The Cuban experience, however it is politically, is always defined by their passion for music! Cuba is actually more than an experience, it is a feeling. There was music on every corner, and in every restaurant. While listening and watching (sometimes dancing), it was impossible not to be affected by their passion! It is contagious! They are also always ready to say something quick witted and amusing. This is the part I enjoyed enormously!
My good fortune allowed me to stay at the house of a Cuban sculptor friend. This gave me the opportunity to see Cuba from an insider’s perspective. Although he seems to be better off than the majority of Cubans, I do want to say emphasize that the ease and convenience that we know in the States (even in Mexico) is something that does not exist in the Cuban vocabulary. It takes a lot of effort to try and do anything- from buying food (there’s not much available) to making a living (with a salary of $20 a month).

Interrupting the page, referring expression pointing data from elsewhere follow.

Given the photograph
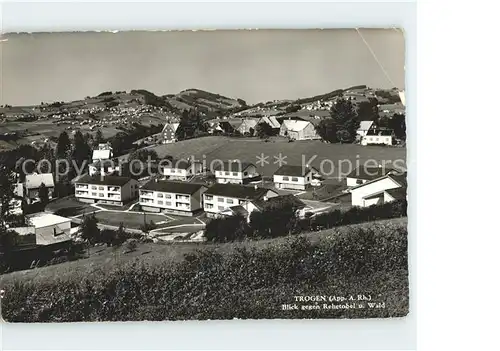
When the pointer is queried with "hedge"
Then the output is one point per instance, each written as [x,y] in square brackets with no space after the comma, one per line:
[226,284]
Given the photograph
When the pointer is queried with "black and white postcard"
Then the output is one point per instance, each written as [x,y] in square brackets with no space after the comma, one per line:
[203,175]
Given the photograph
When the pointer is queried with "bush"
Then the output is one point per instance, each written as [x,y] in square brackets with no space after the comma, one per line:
[239,283]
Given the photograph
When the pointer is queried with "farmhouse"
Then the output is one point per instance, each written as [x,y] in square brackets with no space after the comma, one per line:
[111,190]
[104,151]
[247,126]
[45,229]
[294,177]
[235,172]
[378,136]
[173,197]
[298,130]
[364,174]
[168,133]
[221,197]
[380,190]
[271,121]
[364,127]
[179,169]
[32,185]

While I was in my friend’s house, something remarkable happened- I totally fell in Love! I must say, it was not love at first sight and it was actually with a very handsome Great Dane, his name is Coso. When he first met me he looked and my girl friend and I as though saying, “What are you doing in this big house that is MY territory”! He would follow us everywhere, almost like a security guard for the house. If we were in the living room, he would make sure he would get his big dog body between all of us. If we went to porch, he wanted to be the first one to get there, and being such a big dog of course he was successful at always being present! He would look at us with droopy red eyes, but he won my heart. Every afternoon when we returned, he would bark like Pavarotti to let everyone know we were back. I admit that I seduced him. Yes, I admit it! I seduced him for a kiss! And viola! Coso and I were in love!
But reality brings me back to my current encounter with the immigration officer. He hands me back my papers, and says to me clearly and firmly, Welcome Home. And I felt a great joy knowing that yes I was home. Santa Fe is my home.